OS
Otter Streams v1.0.17
Str:::Lab Studio GitHub

Overview

Str:::Lab Studio provides two dedicated UI panels that sit above the raw SQL editor and make working with the ml-inference connector ergonomic:

Feature Engineering Manager
  • Define and name feature columns from stream fields
  • Apply built-in transforms (cast, normalise, encode)
  • Generate the MAP[key, CAST(col AS STRING), ...] SQL expression
  • Preview feature map with sample data
  • Save feature sets as reusable templates
Inference Manager
  • Register the shaded JAR and create the UDF in one click
  • Define connector tables (model preload from MinIO)
  • Set score threshold and risk tier labels
  • Generate the full inference SQL with CROSS JOIN LATERAL
  • Monitor live inference latency and error rate
i
Both panels generate standard Flink SQL. Everything shown here can also be run by pasting the generated SQL directly into the Studio SQL editor, or into any other Flink SQL Gateway session.
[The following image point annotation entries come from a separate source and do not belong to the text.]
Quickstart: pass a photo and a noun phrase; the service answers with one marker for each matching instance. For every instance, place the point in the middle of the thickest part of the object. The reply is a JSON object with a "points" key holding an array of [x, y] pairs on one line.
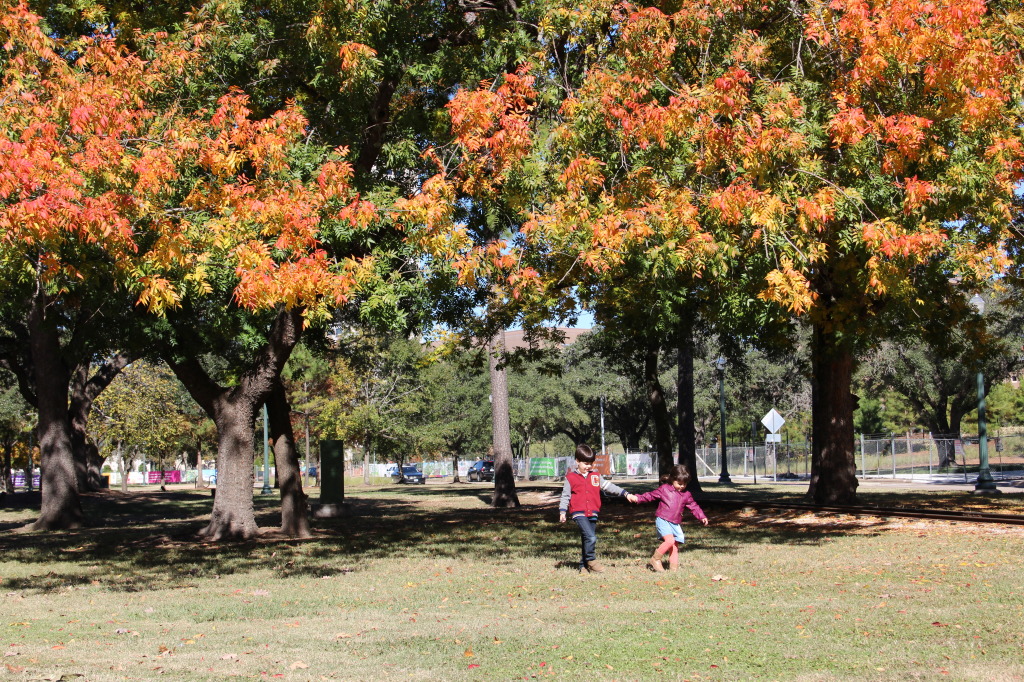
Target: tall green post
{"points": [[332, 472]]}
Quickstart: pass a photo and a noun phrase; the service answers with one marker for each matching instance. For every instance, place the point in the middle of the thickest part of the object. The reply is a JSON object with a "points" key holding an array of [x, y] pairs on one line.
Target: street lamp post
{"points": [[266, 457], [720, 366], [985, 483]]}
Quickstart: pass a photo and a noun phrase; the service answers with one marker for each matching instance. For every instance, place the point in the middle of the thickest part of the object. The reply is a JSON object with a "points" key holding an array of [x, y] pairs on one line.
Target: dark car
{"points": [[411, 475], [481, 470]]}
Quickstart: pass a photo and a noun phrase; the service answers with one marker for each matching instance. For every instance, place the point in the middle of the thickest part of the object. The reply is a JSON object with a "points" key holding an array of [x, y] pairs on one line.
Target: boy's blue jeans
{"points": [[588, 536]]}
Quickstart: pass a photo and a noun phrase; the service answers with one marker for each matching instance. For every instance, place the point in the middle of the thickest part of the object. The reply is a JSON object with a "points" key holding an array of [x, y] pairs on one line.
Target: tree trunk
{"points": [[233, 411], [124, 467], [84, 391], [61, 507], [684, 407], [8, 479], [658, 410], [294, 516], [233, 516], [834, 478], [505, 493]]}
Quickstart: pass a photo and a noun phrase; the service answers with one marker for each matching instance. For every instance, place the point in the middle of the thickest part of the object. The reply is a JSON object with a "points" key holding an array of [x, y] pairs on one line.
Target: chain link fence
{"points": [[910, 456]]}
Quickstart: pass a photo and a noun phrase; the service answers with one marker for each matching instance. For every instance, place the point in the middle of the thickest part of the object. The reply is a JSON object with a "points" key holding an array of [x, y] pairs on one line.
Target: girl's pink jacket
{"points": [[671, 503]]}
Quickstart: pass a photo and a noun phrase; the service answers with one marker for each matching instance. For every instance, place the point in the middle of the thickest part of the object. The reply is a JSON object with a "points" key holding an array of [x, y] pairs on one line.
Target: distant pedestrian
{"points": [[672, 498], [582, 501]]}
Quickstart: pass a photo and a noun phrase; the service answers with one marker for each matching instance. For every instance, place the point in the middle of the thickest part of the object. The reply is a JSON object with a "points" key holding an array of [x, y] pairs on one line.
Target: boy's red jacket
{"points": [[582, 495]]}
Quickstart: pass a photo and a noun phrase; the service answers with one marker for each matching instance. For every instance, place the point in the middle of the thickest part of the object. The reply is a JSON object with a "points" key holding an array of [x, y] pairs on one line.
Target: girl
{"points": [[672, 497]]}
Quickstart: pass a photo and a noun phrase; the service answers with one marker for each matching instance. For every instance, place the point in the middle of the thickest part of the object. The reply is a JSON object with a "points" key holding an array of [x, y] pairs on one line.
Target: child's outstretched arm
{"points": [[695, 509]]}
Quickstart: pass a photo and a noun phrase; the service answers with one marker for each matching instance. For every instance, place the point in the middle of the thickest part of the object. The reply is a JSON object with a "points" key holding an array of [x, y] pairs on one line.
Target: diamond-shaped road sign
{"points": [[772, 421]]}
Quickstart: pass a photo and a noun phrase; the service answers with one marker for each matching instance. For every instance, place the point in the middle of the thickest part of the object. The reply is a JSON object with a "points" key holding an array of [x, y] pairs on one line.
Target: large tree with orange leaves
{"points": [[102, 190], [848, 158], [836, 160]]}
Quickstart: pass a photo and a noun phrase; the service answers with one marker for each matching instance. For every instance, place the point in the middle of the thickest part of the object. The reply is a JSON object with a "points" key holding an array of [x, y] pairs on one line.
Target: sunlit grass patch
{"points": [[429, 583]]}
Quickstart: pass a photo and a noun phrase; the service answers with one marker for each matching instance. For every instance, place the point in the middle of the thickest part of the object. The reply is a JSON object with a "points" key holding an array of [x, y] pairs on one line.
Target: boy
{"points": [[582, 501]]}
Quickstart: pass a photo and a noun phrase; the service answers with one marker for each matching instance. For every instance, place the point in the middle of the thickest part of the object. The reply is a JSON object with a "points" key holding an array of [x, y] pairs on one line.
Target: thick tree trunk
{"points": [[834, 478], [505, 493], [233, 411], [684, 407], [658, 410], [233, 516], [61, 507], [294, 516]]}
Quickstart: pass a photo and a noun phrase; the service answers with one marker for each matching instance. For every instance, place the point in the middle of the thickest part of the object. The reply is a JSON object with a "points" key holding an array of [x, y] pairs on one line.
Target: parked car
{"points": [[481, 470], [411, 475]]}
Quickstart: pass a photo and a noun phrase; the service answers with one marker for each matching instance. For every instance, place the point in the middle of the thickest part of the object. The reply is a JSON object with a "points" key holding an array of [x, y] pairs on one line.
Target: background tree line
{"points": [[212, 186]]}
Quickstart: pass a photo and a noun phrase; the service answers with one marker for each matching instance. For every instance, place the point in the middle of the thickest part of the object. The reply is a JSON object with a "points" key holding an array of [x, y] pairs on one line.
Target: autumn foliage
{"points": [[88, 160], [837, 158]]}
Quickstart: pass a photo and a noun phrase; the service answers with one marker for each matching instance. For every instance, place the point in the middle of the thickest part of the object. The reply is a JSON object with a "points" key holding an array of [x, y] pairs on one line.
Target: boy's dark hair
{"points": [[678, 473], [585, 454]]}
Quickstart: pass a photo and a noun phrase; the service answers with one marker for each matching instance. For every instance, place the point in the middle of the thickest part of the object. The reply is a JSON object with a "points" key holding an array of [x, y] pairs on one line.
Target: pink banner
{"points": [[163, 476]]}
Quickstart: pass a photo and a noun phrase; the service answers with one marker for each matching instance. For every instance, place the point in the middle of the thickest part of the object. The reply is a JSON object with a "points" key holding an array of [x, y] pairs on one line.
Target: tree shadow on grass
{"points": [[147, 541]]}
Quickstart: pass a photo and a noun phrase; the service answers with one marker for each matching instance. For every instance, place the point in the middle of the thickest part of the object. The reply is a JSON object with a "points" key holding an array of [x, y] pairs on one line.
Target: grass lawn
{"points": [[424, 583]]}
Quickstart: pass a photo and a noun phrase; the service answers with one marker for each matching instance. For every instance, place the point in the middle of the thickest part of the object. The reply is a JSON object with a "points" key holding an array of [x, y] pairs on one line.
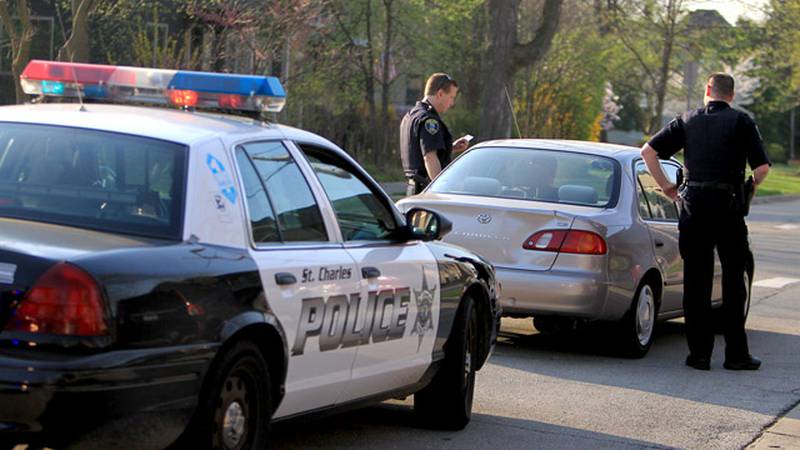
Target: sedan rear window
{"points": [[92, 179], [531, 174]]}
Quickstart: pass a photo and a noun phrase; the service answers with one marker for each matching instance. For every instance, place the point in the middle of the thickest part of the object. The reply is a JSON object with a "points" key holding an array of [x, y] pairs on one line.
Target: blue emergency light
{"points": [[159, 86]]}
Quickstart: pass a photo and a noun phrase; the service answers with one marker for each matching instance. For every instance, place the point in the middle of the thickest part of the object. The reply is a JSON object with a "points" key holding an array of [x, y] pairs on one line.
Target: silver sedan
{"points": [[578, 231]]}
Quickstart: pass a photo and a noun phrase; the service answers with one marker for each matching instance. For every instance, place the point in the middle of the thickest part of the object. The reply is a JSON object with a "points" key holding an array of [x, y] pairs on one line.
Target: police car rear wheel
{"points": [[447, 401], [235, 406]]}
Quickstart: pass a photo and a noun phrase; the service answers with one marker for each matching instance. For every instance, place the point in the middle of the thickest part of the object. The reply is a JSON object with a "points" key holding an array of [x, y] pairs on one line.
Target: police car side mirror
{"points": [[426, 225]]}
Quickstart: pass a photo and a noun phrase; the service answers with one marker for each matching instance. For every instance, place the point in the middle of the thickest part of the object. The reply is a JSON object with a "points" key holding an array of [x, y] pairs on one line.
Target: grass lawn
{"points": [[782, 180]]}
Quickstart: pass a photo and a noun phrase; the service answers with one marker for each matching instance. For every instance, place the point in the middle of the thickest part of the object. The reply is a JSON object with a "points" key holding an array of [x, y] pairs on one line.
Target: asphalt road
{"points": [[545, 392]]}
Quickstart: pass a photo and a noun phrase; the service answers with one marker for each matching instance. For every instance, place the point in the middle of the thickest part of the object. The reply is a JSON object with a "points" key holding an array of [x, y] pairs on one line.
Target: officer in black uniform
{"points": [[426, 145], [717, 142]]}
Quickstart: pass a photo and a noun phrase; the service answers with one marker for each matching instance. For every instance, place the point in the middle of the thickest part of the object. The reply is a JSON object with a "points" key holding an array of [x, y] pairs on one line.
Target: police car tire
{"points": [[240, 377], [446, 403], [628, 330]]}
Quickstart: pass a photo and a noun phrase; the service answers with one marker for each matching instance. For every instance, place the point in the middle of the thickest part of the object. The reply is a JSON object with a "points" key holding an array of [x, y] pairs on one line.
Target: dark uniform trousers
{"points": [[712, 218], [416, 185]]}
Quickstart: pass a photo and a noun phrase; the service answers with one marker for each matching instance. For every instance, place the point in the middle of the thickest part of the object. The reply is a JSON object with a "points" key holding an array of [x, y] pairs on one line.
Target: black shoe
{"points": [[698, 362], [747, 363]]}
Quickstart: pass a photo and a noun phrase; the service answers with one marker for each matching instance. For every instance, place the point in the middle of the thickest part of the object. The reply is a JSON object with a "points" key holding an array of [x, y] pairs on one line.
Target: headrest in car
{"points": [[575, 193], [482, 186]]}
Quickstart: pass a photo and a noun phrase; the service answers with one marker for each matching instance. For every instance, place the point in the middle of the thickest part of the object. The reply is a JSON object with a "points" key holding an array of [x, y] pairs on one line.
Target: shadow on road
{"points": [[392, 425], [589, 356]]}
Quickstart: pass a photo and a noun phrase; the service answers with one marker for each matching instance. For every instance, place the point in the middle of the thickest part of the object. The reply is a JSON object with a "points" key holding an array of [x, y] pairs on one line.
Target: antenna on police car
{"points": [[77, 86], [511, 107]]}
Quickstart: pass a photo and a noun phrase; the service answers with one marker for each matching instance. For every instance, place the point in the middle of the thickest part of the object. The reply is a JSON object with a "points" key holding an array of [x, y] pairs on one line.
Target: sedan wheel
{"points": [[636, 328], [645, 315], [235, 405], [748, 288], [447, 401]]}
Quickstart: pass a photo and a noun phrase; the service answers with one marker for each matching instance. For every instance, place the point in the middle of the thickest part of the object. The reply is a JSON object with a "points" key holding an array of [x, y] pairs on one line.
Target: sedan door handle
{"points": [[285, 279], [370, 272]]}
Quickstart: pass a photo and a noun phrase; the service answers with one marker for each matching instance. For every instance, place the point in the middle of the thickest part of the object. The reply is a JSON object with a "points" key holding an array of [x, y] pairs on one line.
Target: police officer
{"points": [[717, 141], [426, 145]]}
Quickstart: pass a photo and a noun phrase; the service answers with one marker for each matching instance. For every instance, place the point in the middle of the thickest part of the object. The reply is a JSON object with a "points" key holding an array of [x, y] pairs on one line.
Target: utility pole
{"points": [[792, 135]]}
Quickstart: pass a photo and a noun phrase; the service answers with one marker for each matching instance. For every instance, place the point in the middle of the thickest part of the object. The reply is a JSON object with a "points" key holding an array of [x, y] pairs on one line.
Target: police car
{"points": [[233, 271]]}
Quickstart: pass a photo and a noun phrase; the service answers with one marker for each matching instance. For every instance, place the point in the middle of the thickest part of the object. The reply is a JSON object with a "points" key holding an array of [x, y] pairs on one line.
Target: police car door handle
{"points": [[370, 272], [285, 279]]}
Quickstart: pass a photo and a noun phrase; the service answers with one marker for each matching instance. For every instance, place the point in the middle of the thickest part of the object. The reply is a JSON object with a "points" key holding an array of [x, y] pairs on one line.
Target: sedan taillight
{"points": [[64, 301], [567, 241]]}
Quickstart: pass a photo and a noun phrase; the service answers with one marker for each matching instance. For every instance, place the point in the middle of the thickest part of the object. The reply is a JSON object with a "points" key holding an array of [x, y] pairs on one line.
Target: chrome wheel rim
{"points": [[233, 425], [468, 357], [645, 315]]}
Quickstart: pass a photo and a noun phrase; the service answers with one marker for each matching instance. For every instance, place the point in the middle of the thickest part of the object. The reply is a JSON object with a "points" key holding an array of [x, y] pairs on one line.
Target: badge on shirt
{"points": [[432, 126]]}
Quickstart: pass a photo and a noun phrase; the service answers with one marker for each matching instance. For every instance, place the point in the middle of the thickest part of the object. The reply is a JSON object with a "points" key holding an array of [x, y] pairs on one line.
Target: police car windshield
{"points": [[532, 174], [92, 179]]}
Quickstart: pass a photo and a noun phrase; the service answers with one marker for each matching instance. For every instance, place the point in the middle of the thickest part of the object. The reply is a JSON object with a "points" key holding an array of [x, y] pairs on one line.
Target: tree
{"points": [[20, 40], [562, 97], [777, 64], [651, 32], [76, 49], [506, 56]]}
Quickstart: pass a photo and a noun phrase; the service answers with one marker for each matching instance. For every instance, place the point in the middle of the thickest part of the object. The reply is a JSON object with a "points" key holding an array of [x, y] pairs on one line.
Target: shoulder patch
{"points": [[432, 126]]}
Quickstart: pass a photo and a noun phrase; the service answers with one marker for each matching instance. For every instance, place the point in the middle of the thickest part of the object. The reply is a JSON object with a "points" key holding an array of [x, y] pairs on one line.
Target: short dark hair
{"points": [[439, 81], [721, 84]]}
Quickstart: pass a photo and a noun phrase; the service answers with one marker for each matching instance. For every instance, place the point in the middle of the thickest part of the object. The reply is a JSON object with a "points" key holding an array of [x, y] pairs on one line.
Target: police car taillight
{"points": [[154, 86], [64, 301]]}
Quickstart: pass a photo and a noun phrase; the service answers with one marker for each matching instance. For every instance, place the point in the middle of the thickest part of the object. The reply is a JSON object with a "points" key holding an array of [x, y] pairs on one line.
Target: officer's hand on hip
{"points": [[671, 191], [460, 145]]}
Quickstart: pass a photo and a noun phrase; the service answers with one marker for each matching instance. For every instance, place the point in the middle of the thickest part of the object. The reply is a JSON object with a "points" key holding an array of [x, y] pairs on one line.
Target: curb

See the Table API / Non-Studio section for the raw Java Table API equivalent.

Feature Engineering Manager

The Feature Engineering Manager lets you build the feature map that will be passed to ml_score() without writing the MAP[...] SQL by hand. Open it from the Studio top bar: Studio → Feature Engineering.

Step-by-step: building a fraud detection feature set

Select the source table

In the Source Table dropdown choose transactions (the Kafka source table you created). The manager reads the table schema and lists all available columns on the left panel.

Add features from the column list

Drag or click the columns you want to include. For each column the manager creates a feature entry with three fields: Feature Name, Source Column, and Transform.

Feature nameSource columnTransformNotes
amountamountCAST to STRINGEngine casts back to float internally
hour_of_dayhour_of_dayCAST to STRING
day_of_weekday_of_weekCAST to STRING
is_internationalis_internationalCAST to STRINGBoolean → 'true'/'false'
card_typecard_typeNone (already STRING)
currencycurrencyNone (already STRING)
Name and save the feature set

Give the feature set a name: fraud_features_v1. Click Save Template. The manager stores it as a session-level named expression you can reference in future queries.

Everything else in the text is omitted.